Os lesados de Sócrates

Vemos uma associação de lesados do Sócrates aos quais convinha confrontar com os encómios e louvores que então teceram na sua jornada ascensional até ao poder.

No livro “Música para Camaleões”, que contém 16 contos de Truman Capote, existe um deles que nos traz “Mr. Jones”. Uma personagem que não saía do seu quarto, em Brooklyn, mas que recebia pessoas. Não era traficante de droga, nem cartomante, as pessoas vinham apenas para conversar com ele. E em troca das suas palavras e conselhos, as mesmas, gratas, davam-lhe algum dinheiro. Capote, que morava ao lado, nunca conversou com ele. Apenas viu aquela figura marcante, de rosto pálido, com um sinal de nascença na bochecha esquerda. Era cego e também aleijado, quase incapaz de se deslocar. Um dia, porém, Mr. Jones desapareceu. Dez anos mais tarde, em Moscovo, com 18 graus negativos, numa carruagem do metro, Capote vê o Mr. Jones. Não lhe consegue dirigir palavra porque este se levanta, “firmando-se num par de pernas robustas e sadias, se pôs de pé e saiu da carruagem em passada larga”. Parece que ao fim de alguns anos de processos judiciais, diversos dirigentes do PS e figuras que lhe foram próximas só nos últimos dias viram em José Sócrates um Mr.
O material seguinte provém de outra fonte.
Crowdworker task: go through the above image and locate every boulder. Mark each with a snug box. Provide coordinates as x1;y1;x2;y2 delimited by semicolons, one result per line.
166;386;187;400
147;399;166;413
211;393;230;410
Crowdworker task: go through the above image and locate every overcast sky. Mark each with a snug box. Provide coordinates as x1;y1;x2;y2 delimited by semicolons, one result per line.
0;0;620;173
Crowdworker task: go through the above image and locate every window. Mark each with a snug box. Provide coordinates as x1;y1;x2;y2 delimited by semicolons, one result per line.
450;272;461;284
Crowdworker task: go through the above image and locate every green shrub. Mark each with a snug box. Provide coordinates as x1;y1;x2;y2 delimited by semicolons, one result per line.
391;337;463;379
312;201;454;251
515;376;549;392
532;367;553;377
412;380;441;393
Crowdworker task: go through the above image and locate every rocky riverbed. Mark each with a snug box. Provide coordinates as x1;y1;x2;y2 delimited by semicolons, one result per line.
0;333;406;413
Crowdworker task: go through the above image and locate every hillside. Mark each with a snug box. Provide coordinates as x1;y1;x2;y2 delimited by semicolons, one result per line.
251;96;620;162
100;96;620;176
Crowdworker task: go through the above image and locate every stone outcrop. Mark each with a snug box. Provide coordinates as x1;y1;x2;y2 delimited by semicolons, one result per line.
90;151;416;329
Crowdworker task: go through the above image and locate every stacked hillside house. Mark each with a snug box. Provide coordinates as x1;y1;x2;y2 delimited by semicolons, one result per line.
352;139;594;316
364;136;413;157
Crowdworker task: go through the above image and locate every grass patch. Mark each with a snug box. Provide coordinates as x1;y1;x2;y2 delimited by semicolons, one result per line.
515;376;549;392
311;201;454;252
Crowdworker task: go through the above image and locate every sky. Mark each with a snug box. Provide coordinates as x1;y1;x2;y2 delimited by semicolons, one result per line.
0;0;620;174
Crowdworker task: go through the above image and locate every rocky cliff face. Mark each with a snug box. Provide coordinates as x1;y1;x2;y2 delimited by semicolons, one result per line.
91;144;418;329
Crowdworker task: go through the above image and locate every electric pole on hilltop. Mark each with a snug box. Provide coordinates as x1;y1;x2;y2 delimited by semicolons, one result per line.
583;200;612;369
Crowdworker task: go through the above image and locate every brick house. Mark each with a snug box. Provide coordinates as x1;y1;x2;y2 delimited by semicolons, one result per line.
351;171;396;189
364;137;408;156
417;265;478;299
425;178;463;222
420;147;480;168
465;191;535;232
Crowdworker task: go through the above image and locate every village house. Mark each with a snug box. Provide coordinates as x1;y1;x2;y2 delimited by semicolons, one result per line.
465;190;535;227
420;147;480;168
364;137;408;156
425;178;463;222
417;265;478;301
Jones.

A dúvida que perpassa por todos é porquê só agora este afastamento de personalidades gradas ou com visibilidade no partido? Havia um silêncio estratégico como se o que é da Justiça ficasse apenas na Justiça, evitando assim enlamear o PS e uma série de homens e mulheres que fizeram parte dos seus Governos, mantendo um legado político que continua a ser marcante para uma enorme ala do PS. E relembro que António Costa por sms enviado a todos os militantes antes de ser eleito como líder do partido escreveu o seguinte: “Caras e caros camaradas, estamos todos por certo chocados com a notícia da detenção de José Sócrates. Os sentimentos de solidariedade e amizade pessoais não devem confundir a acção política do PS, que é essencial preservar, envolvendo o partido na apreciação de um processo que, como é próprio de um Estado de Direito, só à Justiça cabe conduzir com plena independência, que respeitamos. Ao PS cabe concentrar-se na sua acção de mobilizar Portugal na afirmação da alternativa ao governo e à sua política. Um abraço afectuoso do António Costa”.

Uma tomada de posição correcta, perfeitamente perceptível e compreensível e, acima de tudo, realista face ao momento vivido que podia afectar a imagem do PS. Logo, esta mudança de agulhas dos últimos dias, e como se de um comité se tratasse porque parecia que as reacções eram encadeadas, levaram as próprias bases socialistas a não entenderem bem o que se passa. Por um motivo: o PS não é ingrato e comparado com outros tem na sua matriz essencial ser fraterno e solidário com os seus. José Sócrates é actualmente um homem só, não tem apoios, perdeu influência mediática, mas só há uma aldeia gaulesa que resiste a este cenário: exactamente, as bases do PS, que não esquecem as suas vitórias, a primeira maioria absoluta e sobretudo o seu primeiro Governo.

Há muitos anos rolava na televisão uma campanha publicitária, nos meses antes do Verão, sensibilizando as pessoas para não abandonarem os seus animais quando iam de férias. José Sócrates, o famoso animal feroz, hoje, está ferido e abandonado, quase moribundo. E não é bonito o espectáculo de ver muitos que o elogiaram, lhe teceram loas, jornalistas servis, empresários pusilânimes, políticos que lhe devem tudo e muitos que conviveram com ele de perto e que parece que só agora acordaram, o que a meu ver é ignóbil, a espezinharem alguém que ungiram como “menino de ouro”. Parece uma inaudita associação de lesados do Sócrates aos quais convinha confrontar, pois parece que a memória é algo ténue, com os encómios e louvores que teceram na sua jornada ascensional até ao poder e depois durante o seu exercício. Mas há uma pergunta para o próximo Congresso do PS que vale um milhão de dólares: qual será a reacção das bases socialistas, se alguém subir ao palco e pedir uma saudação “para o nosso camarada José Sócrates”? Aí veremos se uma coisa são os dirigentes e outra os socialistas anónimos. Se Sócrates foi expurgado definitivamente ou se, recebendo aplausos, mantém esse bálsamo de resistência.

O autor escreve segundo a antiga ortografia.